What are the two types of finance?
1.) Internal: Investments from within the business.
2.) External: Investments from outside the business.
What are the 5 reasons for raising finance?
1.)To pay debts
2.)To help a business over a slow trading period
3.)To expand
4.)To start-up a business
5.)To buy stock
What is owners capital?
Shows the stake the owner has in the business, this represents the net assets of the company.
When is owner’s capital appropriate
Sole traders and partnerships would be the two business forms which would mostly use owner’s capital to expand and to grow.
What are retained profits?
Business profits made after a year or more of trading that can be re-invested into the business to help it grow.
When is using retained profit appropriate?
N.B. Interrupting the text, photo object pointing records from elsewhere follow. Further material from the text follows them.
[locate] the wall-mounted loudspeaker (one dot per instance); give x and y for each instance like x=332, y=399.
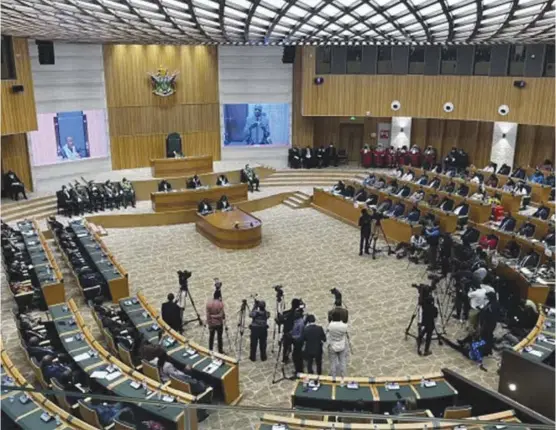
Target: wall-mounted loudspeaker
x=288, y=55
x=46, y=51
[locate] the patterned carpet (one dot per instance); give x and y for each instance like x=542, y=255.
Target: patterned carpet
x=308, y=253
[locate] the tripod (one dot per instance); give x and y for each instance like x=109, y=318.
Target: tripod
x=241, y=324
x=183, y=295
x=374, y=238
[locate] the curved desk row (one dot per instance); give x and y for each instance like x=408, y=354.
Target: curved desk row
x=269, y=421
x=541, y=340
x=377, y=395
x=224, y=379
x=30, y=410
x=176, y=200
x=91, y=357
x=345, y=210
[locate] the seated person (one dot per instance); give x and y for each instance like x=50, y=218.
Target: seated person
x=518, y=173
x=408, y=176
x=396, y=211
x=463, y=190
x=248, y=176
x=414, y=214
x=450, y=187
x=369, y=180
x=527, y=229
x=360, y=195
x=433, y=200
x=509, y=186
x=193, y=183
x=492, y=181
x=477, y=178
x=417, y=196
x=338, y=188
x=222, y=180
x=507, y=223
x=384, y=206
x=543, y=213
x=434, y=183
x=223, y=204
x=167, y=369
x=491, y=168
x=504, y=170
x=446, y=204
x=379, y=183
x=537, y=177
x=392, y=187
x=128, y=193
x=164, y=186
x=422, y=180
x=204, y=207
x=403, y=191
x=349, y=191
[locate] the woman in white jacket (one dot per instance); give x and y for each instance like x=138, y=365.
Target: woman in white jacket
x=337, y=333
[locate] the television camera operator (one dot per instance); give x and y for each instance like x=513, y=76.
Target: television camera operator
x=259, y=329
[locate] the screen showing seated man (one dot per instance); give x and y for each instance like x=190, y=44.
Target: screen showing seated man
x=257, y=124
x=69, y=136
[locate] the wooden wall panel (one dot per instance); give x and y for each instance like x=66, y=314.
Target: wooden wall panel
x=18, y=109
x=534, y=145
x=302, y=126
x=140, y=121
x=474, y=97
x=137, y=151
x=15, y=157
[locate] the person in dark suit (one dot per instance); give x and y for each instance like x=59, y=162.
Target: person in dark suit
x=204, y=207
x=172, y=314
x=194, y=183
x=222, y=180
x=446, y=204
x=365, y=226
x=507, y=223
x=313, y=339
x=223, y=204
x=164, y=186
x=543, y=212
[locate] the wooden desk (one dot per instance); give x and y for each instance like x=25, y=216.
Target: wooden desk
x=344, y=210
x=220, y=229
x=187, y=166
x=189, y=199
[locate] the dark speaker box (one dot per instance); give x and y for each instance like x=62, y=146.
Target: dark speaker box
x=288, y=56
x=46, y=51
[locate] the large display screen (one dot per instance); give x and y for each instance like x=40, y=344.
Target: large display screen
x=69, y=136
x=256, y=124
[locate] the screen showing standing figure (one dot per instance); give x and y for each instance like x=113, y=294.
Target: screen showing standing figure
x=257, y=124
x=69, y=136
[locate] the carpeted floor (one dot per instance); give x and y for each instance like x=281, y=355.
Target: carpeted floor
x=308, y=253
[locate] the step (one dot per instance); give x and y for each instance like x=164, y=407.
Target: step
x=22, y=206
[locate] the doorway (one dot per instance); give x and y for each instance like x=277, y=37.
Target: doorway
x=351, y=140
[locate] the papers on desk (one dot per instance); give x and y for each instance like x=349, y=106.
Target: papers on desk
x=81, y=357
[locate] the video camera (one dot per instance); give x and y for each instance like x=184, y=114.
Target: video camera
x=183, y=276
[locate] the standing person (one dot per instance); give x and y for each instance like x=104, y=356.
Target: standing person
x=429, y=312
x=215, y=319
x=259, y=330
x=337, y=345
x=297, y=339
x=313, y=340
x=172, y=314
x=365, y=226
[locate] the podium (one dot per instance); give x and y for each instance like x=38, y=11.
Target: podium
x=187, y=166
x=234, y=229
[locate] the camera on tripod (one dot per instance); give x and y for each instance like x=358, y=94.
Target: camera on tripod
x=183, y=276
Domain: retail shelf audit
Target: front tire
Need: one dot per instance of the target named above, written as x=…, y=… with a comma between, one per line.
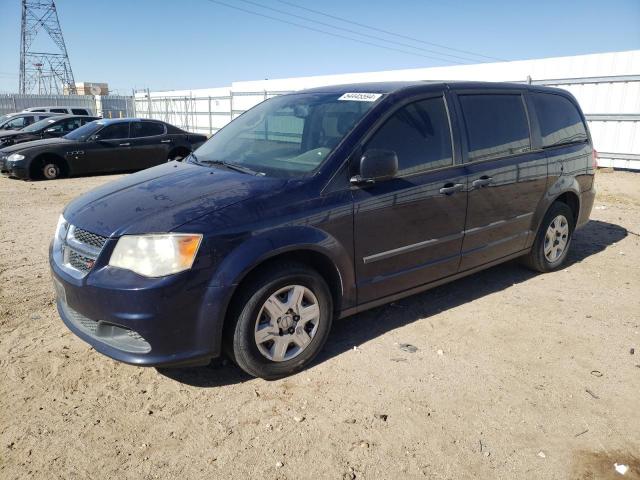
x=50, y=170
x=553, y=240
x=282, y=321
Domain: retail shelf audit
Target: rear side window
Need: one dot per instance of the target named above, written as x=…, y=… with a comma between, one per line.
x=496, y=125
x=560, y=121
x=419, y=134
x=146, y=129
x=114, y=132
x=18, y=123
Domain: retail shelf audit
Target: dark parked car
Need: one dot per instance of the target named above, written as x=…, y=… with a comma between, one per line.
x=17, y=121
x=100, y=146
x=51, y=127
x=319, y=205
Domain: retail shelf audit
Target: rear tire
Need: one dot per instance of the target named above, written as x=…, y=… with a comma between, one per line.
x=553, y=240
x=280, y=322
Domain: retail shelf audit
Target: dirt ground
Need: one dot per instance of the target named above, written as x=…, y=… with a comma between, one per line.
x=516, y=375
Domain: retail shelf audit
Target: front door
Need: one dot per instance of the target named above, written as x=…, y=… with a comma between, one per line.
x=409, y=230
x=109, y=152
x=149, y=144
x=506, y=178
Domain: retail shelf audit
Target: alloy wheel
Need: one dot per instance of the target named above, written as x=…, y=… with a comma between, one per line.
x=286, y=323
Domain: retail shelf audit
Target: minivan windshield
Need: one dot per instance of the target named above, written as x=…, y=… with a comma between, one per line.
x=84, y=132
x=285, y=136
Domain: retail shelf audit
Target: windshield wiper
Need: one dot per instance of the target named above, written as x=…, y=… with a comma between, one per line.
x=231, y=166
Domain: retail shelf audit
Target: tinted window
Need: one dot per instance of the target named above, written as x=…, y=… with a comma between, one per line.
x=70, y=124
x=419, y=134
x=116, y=131
x=146, y=129
x=496, y=125
x=560, y=121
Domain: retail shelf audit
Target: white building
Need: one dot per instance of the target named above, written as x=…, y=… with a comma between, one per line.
x=607, y=85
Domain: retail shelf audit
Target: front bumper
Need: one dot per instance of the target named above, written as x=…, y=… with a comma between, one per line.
x=167, y=321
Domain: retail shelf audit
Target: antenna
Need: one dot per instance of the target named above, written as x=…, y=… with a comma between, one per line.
x=52, y=64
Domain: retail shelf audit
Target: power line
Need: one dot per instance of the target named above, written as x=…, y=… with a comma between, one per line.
x=406, y=37
x=442, y=54
x=329, y=33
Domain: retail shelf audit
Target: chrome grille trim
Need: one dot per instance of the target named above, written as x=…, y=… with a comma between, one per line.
x=80, y=249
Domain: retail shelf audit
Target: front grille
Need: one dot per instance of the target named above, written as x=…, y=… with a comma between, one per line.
x=80, y=262
x=80, y=250
x=93, y=239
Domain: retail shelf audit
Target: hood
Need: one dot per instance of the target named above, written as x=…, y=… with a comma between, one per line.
x=34, y=144
x=162, y=198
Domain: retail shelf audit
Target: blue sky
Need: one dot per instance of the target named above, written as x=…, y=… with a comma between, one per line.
x=200, y=43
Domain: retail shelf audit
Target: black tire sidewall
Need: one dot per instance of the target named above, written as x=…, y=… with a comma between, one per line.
x=556, y=209
x=245, y=350
x=44, y=170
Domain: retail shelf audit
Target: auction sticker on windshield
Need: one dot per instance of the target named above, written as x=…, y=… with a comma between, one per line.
x=360, y=97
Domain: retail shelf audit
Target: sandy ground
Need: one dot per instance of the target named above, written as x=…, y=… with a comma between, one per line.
x=516, y=375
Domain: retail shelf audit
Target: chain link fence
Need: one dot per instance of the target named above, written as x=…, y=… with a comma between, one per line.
x=109, y=106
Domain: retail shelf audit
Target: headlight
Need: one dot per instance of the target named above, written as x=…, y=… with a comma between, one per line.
x=15, y=157
x=156, y=255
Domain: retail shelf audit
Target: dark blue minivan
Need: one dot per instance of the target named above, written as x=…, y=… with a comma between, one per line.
x=318, y=205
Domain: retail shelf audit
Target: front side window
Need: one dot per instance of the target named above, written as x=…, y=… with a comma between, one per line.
x=496, y=125
x=70, y=124
x=115, y=131
x=146, y=129
x=419, y=134
x=560, y=121
x=286, y=136
x=41, y=125
x=83, y=133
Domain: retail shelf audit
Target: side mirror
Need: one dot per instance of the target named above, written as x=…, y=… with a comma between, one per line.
x=376, y=165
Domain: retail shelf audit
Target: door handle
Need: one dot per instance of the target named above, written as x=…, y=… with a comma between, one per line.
x=450, y=188
x=482, y=182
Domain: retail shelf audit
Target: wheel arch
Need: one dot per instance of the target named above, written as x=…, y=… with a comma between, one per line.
x=560, y=191
x=38, y=162
x=312, y=247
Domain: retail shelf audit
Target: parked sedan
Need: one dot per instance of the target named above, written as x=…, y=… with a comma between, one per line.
x=52, y=127
x=101, y=146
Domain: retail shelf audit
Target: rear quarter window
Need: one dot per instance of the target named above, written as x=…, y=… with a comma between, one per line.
x=560, y=120
x=496, y=125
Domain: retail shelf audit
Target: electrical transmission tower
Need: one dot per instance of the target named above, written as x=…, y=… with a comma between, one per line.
x=47, y=71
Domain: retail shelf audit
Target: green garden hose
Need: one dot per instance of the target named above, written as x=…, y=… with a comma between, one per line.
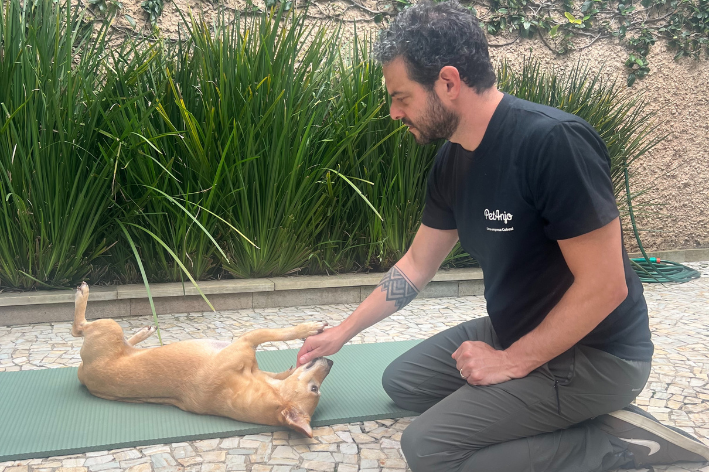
x=652, y=269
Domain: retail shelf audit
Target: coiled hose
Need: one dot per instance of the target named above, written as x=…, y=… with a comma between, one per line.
x=652, y=269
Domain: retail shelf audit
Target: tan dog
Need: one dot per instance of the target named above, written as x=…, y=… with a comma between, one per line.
x=202, y=376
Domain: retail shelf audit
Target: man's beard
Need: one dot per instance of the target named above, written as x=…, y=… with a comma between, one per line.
x=437, y=122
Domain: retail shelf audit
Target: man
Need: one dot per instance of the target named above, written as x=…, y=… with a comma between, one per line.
x=527, y=190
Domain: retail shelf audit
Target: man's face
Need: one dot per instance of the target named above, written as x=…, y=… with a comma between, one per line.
x=420, y=109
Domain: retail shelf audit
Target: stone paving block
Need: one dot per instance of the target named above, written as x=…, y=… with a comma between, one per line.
x=467, y=288
x=440, y=289
x=290, y=298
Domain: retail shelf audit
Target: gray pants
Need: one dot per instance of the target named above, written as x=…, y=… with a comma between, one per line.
x=542, y=422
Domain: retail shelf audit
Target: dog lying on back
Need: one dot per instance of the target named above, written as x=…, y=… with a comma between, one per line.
x=202, y=376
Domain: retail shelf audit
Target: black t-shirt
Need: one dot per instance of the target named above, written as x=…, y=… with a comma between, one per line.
x=539, y=175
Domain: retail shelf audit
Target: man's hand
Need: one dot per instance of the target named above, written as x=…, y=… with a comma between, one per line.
x=324, y=344
x=481, y=364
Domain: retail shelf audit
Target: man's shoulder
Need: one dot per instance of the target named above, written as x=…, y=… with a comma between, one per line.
x=539, y=119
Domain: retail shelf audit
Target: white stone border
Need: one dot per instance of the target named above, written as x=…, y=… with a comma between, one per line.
x=132, y=300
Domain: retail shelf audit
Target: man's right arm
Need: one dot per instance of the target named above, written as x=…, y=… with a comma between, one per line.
x=398, y=287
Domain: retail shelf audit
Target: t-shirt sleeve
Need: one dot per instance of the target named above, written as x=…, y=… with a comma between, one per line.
x=437, y=212
x=571, y=182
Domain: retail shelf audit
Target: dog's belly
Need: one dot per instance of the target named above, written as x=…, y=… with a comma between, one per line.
x=175, y=374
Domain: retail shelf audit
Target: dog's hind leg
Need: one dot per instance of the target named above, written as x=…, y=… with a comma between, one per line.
x=260, y=336
x=141, y=335
x=80, y=300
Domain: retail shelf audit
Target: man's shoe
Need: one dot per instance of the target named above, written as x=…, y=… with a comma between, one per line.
x=651, y=442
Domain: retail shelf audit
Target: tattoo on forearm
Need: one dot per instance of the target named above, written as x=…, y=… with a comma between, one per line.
x=398, y=288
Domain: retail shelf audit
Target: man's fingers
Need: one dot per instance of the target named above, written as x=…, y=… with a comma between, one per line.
x=308, y=356
x=302, y=355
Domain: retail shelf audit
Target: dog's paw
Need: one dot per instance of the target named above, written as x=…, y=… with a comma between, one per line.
x=314, y=328
x=82, y=291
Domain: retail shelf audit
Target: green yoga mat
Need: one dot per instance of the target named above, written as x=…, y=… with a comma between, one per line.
x=47, y=412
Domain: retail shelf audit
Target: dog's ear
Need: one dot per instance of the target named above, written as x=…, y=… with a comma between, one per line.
x=298, y=420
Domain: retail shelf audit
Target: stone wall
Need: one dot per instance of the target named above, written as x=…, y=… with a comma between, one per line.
x=676, y=171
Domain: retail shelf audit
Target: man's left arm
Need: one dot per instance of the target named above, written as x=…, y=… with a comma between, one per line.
x=596, y=262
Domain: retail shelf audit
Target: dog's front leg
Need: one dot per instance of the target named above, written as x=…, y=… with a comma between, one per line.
x=80, y=300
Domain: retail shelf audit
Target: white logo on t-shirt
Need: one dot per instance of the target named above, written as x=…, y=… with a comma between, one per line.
x=497, y=216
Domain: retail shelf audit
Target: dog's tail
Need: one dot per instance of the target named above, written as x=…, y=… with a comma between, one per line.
x=80, y=300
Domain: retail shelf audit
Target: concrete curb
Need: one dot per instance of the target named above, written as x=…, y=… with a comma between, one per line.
x=132, y=300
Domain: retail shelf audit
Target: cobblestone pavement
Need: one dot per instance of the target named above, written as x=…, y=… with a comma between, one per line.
x=677, y=392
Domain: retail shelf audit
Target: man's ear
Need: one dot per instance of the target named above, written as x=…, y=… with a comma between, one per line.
x=298, y=420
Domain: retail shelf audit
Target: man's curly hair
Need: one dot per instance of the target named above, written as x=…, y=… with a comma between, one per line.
x=429, y=36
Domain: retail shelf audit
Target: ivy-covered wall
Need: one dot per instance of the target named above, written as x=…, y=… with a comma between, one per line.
x=658, y=48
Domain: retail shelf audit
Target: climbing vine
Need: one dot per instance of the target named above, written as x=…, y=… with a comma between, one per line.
x=563, y=25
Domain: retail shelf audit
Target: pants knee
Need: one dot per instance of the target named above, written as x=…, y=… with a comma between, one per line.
x=411, y=440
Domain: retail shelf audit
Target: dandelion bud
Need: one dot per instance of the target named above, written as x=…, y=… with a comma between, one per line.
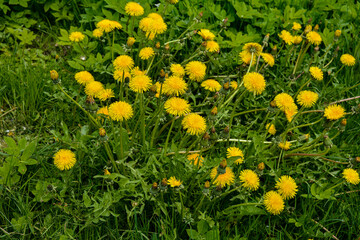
x=261, y=166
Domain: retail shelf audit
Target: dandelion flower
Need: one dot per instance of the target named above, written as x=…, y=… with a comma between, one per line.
x=174, y=85
x=177, y=106
x=211, y=85
x=212, y=46
x=123, y=63
x=119, y=111
x=194, y=124
x=286, y=37
x=222, y=179
x=271, y=128
x=307, y=98
x=76, y=37
x=316, y=73
x=64, y=159
x=351, y=176
x=334, y=112
x=235, y=152
x=347, y=60
x=140, y=83
x=249, y=179
x=268, y=58
x=196, y=70
x=254, y=82
x=284, y=145
x=287, y=187
x=273, y=202
x=94, y=88
x=173, y=182
x=195, y=159
x=206, y=34
x=146, y=53
x=134, y=9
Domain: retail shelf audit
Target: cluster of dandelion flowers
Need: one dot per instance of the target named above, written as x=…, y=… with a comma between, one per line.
x=196, y=70
x=174, y=85
x=123, y=63
x=94, y=88
x=134, y=9
x=314, y=38
x=194, y=124
x=334, y=112
x=286, y=37
x=195, y=159
x=177, y=106
x=273, y=202
x=235, y=152
x=249, y=180
x=64, y=159
x=173, y=182
x=119, y=111
x=206, y=34
x=254, y=82
x=351, y=176
x=347, y=60
x=212, y=46
x=76, y=37
x=287, y=187
x=271, y=128
x=177, y=70
x=140, y=83
x=211, y=85
x=146, y=53
x=316, y=73
x=222, y=179
x=307, y=98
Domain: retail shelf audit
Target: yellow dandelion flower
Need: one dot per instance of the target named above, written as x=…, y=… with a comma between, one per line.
x=195, y=159
x=211, y=85
x=194, y=124
x=177, y=106
x=64, y=159
x=177, y=70
x=271, y=128
x=134, y=9
x=212, y=46
x=140, y=83
x=76, y=37
x=334, y=112
x=254, y=82
x=119, y=111
x=314, y=38
x=283, y=101
x=307, y=98
x=223, y=179
x=286, y=37
x=347, y=60
x=196, y=70
x=287, y=187
x=173, y=182
x=206, y=34
x=285, y=145
x=146, y=53
x=235, y=152
x=316, y=73
x=351, y=176
x=123, y=63
x=273, y=202
x=174, y=85
x=249, y=180
x=94, y=88
x=268, y=58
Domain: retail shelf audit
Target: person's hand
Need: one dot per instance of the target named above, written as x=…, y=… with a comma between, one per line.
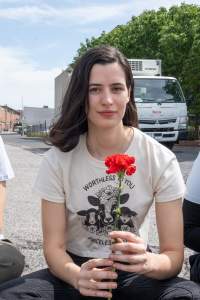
x=96, y=278
x=129, y=253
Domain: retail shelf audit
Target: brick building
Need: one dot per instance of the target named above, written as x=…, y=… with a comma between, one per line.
x=8, y=117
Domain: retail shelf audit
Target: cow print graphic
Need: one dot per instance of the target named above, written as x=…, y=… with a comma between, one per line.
x=100, y=218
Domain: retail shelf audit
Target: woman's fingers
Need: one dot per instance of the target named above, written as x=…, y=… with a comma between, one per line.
x=97, y=278
x=129, y=247
x=95, y=263
x=95, y=293
x=96, y=285
x=125, y=236
x=131, y=259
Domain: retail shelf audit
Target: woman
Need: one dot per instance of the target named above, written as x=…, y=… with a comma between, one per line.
x=11, y=260
x=191, y=213
x=99, y=118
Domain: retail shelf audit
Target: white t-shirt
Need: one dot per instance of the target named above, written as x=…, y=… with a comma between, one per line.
x=193, y=182
x=6, y=171
x=80, y=181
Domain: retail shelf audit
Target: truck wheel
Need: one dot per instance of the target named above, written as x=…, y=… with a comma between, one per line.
x=169, y=145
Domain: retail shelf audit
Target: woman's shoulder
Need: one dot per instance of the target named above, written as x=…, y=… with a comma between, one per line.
x=150, y=145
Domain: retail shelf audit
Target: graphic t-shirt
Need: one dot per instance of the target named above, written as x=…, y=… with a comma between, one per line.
x=6, y=171
x=80, y=181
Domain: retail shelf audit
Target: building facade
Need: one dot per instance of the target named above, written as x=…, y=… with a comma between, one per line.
x=8, y=118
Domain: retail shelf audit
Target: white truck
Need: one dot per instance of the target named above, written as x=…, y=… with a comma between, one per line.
x=159, y=99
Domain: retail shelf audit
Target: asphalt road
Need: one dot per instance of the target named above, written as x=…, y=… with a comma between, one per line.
x=22, y=216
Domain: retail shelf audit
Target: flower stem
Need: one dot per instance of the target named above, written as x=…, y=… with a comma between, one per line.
x=120, y=176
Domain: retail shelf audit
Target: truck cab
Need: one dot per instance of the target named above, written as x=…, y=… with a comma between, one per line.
x=160, y=102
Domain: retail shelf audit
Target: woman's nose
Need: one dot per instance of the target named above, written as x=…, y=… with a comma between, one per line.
x=107, y=97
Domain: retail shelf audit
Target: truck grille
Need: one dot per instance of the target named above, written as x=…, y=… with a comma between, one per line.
x=162, y=121
x=158, y=129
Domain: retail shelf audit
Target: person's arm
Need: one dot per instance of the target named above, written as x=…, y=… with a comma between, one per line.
x=2, y=205
x=88, y=278
x=54, y=242
x=191, y=215
x=169, y=261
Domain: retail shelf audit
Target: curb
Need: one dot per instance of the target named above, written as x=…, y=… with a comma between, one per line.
x=190, y=143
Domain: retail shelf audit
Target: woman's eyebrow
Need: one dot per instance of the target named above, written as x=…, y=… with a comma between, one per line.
x=95, y=84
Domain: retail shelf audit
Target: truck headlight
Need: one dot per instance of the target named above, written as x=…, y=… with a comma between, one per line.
x=182, y=124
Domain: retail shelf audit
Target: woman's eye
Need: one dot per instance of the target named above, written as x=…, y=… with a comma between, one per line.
x=117, y=89
x=94, y=90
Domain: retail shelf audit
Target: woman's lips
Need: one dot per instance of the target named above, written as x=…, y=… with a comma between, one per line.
x=107, y=113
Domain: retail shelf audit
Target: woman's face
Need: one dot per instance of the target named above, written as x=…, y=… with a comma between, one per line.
x=108, y=96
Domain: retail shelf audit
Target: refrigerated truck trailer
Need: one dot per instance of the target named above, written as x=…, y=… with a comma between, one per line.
x=160, y=101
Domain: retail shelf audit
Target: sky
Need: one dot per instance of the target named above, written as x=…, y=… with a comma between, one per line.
x=39, y=38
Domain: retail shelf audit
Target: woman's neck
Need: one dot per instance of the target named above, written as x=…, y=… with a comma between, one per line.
x=107, y=142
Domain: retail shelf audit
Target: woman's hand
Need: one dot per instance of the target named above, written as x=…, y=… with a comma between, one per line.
x=129, y=253
x=95, y=277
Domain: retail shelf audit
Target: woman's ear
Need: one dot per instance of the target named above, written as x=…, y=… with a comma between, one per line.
x=129, y=94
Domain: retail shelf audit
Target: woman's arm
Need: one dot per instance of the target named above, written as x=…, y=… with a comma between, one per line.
x=169, y=261
x=2, y=203
x=169, y=220
x=191, y=215
x=89, y=279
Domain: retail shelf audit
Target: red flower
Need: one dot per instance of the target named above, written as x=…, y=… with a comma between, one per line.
x=120, y=163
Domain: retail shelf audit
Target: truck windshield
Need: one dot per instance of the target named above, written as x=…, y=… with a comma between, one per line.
x=158, y=90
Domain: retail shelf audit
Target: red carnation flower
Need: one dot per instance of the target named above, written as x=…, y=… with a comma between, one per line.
x=120, y=163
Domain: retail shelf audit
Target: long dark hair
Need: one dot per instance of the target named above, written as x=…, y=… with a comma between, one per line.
x=72, y=122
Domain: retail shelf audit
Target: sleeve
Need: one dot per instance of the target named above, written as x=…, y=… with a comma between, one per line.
x=193, y=186
x=49, y=181
x=6, y=171
x=191, y=216
x=170, y=185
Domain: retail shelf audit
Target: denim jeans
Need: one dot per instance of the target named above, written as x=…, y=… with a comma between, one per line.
x=43, y=285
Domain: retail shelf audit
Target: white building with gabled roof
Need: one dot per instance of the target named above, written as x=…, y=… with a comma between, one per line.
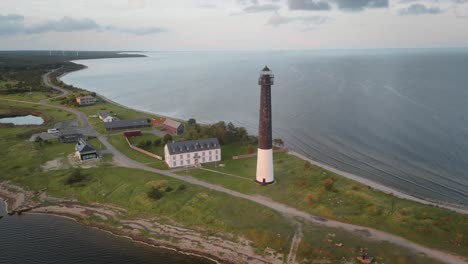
x=192, y=152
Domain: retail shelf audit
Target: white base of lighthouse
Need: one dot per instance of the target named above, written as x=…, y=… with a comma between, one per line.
x=265, y=166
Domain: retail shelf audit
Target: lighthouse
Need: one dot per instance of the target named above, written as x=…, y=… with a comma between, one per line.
x=265, y=145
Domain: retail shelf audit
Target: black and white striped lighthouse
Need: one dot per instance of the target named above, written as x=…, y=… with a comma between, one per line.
x=265, y=144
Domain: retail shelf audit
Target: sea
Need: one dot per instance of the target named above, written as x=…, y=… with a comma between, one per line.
x=398, y=117
x=47, y=239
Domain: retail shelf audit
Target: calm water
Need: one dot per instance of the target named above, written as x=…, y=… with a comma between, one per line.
x=32, y=239
x=398, y=117
x=23, y=120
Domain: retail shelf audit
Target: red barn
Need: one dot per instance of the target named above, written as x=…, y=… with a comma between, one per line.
x=158, y=121
x=173, y=127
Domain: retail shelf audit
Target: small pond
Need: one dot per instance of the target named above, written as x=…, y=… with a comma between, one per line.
x=23, y=120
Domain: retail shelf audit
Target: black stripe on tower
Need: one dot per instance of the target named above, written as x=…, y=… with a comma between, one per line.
x=264, y=131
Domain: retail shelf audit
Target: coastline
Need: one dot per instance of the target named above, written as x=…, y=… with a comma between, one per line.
x=165, y=236
x=459, y=208
x=375, y=185
x=115, y=234
x=86, y=222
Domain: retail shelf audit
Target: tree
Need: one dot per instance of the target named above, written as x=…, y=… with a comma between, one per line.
x=148, y=143
x=192, y=122
x=167, y=138
x=250, y=149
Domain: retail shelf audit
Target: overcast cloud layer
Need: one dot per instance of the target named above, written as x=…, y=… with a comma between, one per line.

After a year or more of trading.
What is the sale of assets?
A business can raise finance by selling items that they already own, these are called assets.
When is the sale of assets appropriate?
When a business is growing it may need to raise cash fast to be able to continue to trade.
What are the advantages of selling assets?
The sale of assets can improve efficiency and increase capacity utilisation.
What are the disadvantages of selling assets?
-May not raise enough finance for growth or expansion.
-May draw questions about how well the business is run.
What are the advantages of using owners capital?
-No interests payments to be made on loans
-Easy access the owner may have the funds sitting in a bank acc.
-No complex paperwork + no security needed.
What are the disadvantages of using owners capital?
-Owner may not have the capital to put into the business + may still need to borrow.
What are the advantages of using retained profits?
-No interest payments to be made on loans
-Easy access to finance, if it is in a bank account it could be accessed the same day.
-Owners keep control
What are the disadvantages of using retained profits?
-Loss of interest payments on savings should the retained profits be left in a savings account instead
-Opportunity cost of not being able to use retained profits elsewhere in the business.